This isn’t the Hedda Gabler you studied in school.

Written and directed by Nia DaCosta (Candyman, The Marvels), Hedda is a reimagining of Henrik Ibsen’s classic play, with Tessa Thompson in the title role, and a number of changes to the original story.

Prime Video released a trailer Thursday that revealed that the film is now set in the Roaring ’20s, and the married Hedda’s former lover is now a woman. (The gender-swapped character is called Eileen instead of Eilort, giving Thompson’s character the opportunity to utter the line, “Come on, Eileen.”

Hedda Gabler’s life is one of excess and confinement at the same time, much like in the 1891 play. Hedda is free to party, but still under the control of her husband George, played by Tom Bateman. before the bacchanalia seen in the trailer, her husband orders her not to cause any trouble on “the most important night of the year.”

But trouble, in the form of Hedda’s former lover Eileen (Nina Hoss), is a surprise guest at the party.

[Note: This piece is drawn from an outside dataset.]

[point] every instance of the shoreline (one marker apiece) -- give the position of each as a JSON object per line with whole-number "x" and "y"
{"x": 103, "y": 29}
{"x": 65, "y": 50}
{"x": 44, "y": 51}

According to the film’s synopsis, “Over the course of one charged night, long-repressed desires and hidden tensions erupt—pulling her and everyone around her into a spiral of manipulation, passion, and betrayal.”

Tessa Thompson in Hedda. Image courtesy of Amazon MGM Studios.

Thompson and DaCosta have worked together before on The Marvels, and both are producing Hedda. Imogen Poots, Nicholas Pinnock and Finbar Lynch also star.

Ibsen’s play has been performed and made for film and television numerous times since it was first staged in Munich in 1891, and the tragic role of Hedda Gabler is considered one of the greatest dramatic roles for women.